Rewriting the equation:
4x^2 + 47x + 104 - 7x = 0
Simplifying:
4x^2 + 40x + 104 = 0
To complete the square for the equation 4x^2 + 47x + 104 = 7x, we can follow these steps:
1. Move all terms to one side of the equation to set it equal to zero:
4x^2 + 47x + 104 - 7x = 0
2. Combine like terms:
4x^2 + (47x - 7x) + 104 = 0
4x^2 + 40x + 104 = 0
3. Divide the entire equation by the coefficient of the x^2 term (in this case, 4) to simplify the equation:
x^2 + (40/4)x + 104/4 = 0
x^2 + 10x + 26 = 0
At this point, the equation is in the form x^2 + bx + c = 0, which is ready for completing the square.
To find the intermediate step in completing the square for the given equation, we first need to rearrange the equation in the form (x + a)^2 = b. Here's how to do it step by step:
1. Start with the given equation: 4x^2 + 47x + 104 = 7x.
2. Move all terms to one side of the equation to make it equal to zero: 4x^2 + 47x + 104 - 7x = 0.
3. Combine like terms: 4x^2 + 40x + 104 = 0.
4. Divide the entire equation by the coefficient of x^2 to make the leading coefficient 1: x^2 + (40/4)x + (104/4) = 0.
5. Simplify: x^2 + 10x + 26 = 0.
Now, we can identify the intermediate step in completing the square.
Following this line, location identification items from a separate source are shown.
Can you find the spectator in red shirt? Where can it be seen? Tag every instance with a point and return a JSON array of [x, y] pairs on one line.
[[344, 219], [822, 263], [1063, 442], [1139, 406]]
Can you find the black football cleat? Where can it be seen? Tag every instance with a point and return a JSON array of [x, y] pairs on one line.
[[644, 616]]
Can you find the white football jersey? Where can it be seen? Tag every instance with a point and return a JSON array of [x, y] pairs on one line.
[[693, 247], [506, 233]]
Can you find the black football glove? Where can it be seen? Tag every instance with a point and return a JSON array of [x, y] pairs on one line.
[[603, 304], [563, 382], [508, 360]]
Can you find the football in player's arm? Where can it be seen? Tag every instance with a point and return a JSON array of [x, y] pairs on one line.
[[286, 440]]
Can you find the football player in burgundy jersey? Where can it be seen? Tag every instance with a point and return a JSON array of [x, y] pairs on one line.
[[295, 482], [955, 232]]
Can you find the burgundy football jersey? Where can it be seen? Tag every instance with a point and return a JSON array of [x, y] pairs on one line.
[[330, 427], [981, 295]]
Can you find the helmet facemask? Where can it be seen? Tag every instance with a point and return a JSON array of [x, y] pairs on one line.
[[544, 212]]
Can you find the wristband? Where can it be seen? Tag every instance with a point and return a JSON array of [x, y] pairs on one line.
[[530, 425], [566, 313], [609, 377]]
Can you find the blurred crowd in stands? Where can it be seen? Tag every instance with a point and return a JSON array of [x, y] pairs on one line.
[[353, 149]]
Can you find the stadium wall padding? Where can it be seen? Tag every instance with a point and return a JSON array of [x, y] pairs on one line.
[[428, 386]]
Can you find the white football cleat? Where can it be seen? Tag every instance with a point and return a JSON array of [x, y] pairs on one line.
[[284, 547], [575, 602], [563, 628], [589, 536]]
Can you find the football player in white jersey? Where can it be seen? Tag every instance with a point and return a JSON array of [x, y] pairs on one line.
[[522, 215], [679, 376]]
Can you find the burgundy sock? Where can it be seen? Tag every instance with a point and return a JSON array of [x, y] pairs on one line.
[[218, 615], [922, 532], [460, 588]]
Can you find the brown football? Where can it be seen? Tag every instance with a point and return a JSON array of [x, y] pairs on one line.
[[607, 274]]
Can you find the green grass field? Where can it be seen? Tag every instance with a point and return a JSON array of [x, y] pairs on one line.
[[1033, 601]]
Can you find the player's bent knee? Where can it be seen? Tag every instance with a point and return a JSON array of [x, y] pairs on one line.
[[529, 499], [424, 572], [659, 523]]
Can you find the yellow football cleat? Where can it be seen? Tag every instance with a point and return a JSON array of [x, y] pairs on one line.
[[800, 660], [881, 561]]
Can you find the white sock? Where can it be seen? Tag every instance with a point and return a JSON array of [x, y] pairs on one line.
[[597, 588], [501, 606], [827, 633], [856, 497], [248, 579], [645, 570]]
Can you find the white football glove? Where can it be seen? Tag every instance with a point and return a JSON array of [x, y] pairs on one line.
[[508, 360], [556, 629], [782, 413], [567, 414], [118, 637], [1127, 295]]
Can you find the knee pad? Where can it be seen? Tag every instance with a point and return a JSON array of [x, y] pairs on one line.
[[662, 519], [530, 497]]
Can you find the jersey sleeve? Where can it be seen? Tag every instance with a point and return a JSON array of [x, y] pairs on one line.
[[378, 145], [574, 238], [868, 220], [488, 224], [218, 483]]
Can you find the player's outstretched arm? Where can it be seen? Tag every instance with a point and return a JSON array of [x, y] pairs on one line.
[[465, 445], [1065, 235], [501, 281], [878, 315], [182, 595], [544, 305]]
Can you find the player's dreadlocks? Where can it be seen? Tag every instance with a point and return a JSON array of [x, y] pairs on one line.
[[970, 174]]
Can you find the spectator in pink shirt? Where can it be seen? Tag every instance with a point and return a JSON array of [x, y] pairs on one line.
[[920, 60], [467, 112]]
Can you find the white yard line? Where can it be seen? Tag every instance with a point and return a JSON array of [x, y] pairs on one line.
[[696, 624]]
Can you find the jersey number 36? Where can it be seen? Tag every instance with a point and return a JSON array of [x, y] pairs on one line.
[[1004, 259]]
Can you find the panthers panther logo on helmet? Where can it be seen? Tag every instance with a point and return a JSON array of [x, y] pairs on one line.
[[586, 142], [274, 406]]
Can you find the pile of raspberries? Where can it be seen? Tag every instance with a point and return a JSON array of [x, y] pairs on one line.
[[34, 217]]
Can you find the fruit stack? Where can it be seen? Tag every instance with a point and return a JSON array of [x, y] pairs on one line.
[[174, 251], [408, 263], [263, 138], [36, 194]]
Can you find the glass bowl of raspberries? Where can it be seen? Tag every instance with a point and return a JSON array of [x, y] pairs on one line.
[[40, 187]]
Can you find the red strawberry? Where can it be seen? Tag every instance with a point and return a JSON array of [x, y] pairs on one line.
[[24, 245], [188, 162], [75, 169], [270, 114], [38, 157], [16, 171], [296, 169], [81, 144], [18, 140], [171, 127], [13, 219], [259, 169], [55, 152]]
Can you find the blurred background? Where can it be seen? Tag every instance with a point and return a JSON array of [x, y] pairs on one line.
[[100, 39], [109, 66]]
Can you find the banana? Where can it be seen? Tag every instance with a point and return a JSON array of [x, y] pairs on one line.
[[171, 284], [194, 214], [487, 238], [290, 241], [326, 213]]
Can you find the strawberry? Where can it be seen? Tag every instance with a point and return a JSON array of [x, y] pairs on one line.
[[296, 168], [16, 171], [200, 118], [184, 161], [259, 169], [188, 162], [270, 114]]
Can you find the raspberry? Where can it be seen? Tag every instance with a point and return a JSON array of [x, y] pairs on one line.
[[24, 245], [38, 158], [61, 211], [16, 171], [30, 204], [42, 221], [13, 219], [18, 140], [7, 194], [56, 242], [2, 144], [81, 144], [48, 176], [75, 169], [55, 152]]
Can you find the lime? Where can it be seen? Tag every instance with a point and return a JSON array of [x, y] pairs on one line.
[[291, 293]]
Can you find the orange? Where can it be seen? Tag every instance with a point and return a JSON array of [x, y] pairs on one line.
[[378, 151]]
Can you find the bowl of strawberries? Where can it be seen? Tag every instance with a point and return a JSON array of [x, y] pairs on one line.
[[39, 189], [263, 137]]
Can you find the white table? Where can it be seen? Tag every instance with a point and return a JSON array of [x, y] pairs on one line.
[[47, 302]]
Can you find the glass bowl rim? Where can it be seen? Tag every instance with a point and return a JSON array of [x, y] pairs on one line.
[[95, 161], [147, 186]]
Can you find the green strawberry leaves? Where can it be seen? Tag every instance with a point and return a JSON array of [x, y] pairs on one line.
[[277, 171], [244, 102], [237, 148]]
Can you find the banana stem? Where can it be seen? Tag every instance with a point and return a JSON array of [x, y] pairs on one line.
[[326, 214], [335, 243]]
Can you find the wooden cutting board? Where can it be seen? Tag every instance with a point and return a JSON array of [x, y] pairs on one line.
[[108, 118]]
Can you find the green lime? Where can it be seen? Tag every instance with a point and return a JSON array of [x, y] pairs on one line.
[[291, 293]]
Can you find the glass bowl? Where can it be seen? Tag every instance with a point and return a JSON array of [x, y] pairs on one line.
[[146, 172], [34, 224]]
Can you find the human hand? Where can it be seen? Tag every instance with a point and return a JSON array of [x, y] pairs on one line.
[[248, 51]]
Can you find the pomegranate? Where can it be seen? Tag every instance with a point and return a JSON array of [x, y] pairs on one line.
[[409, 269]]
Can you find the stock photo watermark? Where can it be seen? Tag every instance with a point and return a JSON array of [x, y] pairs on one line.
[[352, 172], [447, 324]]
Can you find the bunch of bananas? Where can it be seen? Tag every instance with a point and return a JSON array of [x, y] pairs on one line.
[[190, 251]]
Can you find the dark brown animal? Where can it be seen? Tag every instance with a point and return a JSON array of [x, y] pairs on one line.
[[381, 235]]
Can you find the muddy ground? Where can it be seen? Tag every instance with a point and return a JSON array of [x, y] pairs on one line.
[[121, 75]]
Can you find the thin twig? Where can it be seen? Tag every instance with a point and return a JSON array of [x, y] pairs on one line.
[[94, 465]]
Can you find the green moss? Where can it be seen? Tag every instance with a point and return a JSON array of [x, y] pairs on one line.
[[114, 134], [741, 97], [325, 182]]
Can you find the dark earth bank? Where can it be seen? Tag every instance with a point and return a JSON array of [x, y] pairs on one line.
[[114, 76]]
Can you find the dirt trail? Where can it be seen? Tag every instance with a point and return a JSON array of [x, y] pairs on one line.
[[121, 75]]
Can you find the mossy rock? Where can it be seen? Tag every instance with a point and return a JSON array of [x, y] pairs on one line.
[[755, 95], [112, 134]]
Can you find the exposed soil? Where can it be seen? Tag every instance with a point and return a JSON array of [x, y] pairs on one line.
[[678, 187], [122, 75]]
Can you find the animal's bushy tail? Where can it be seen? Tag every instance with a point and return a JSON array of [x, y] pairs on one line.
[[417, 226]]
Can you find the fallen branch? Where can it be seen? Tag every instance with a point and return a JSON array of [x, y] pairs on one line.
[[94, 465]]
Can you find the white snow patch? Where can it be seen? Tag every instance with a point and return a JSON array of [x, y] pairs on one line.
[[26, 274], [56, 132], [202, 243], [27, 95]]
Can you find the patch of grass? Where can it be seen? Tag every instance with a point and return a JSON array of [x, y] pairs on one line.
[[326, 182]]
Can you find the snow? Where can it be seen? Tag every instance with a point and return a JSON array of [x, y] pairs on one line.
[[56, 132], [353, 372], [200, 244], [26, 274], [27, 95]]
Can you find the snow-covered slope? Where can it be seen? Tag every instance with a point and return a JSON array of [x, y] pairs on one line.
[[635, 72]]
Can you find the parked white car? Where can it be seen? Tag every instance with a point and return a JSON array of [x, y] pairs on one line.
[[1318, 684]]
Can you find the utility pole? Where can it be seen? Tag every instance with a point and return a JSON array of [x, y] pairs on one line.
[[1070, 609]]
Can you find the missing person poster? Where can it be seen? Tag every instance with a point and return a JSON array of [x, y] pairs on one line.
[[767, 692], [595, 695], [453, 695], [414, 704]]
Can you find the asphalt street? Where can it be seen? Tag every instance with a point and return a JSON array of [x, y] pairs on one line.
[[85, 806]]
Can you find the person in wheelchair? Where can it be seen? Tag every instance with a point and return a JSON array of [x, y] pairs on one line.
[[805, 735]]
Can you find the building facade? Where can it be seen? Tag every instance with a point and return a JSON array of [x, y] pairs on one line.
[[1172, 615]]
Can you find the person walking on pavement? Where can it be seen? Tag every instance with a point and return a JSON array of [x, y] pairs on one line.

It involves taking half of the coefficient of x, squaring it, and adding/subtracting it to both sides of the equation.
6. Take half of the coefficient of x, which is 10. Square it to get 100.
7. Add 100 to both sides of the equation: x^2 + 10x + 100 + 26 = 0 + 100.
8. Simplify: x^2 + 10x + 126 = 100.
At this step (step 8), we have completed the square for the equation. The intermediate step would be adding 100 to both sides of the equation to create a perfect square trinomial on the left side.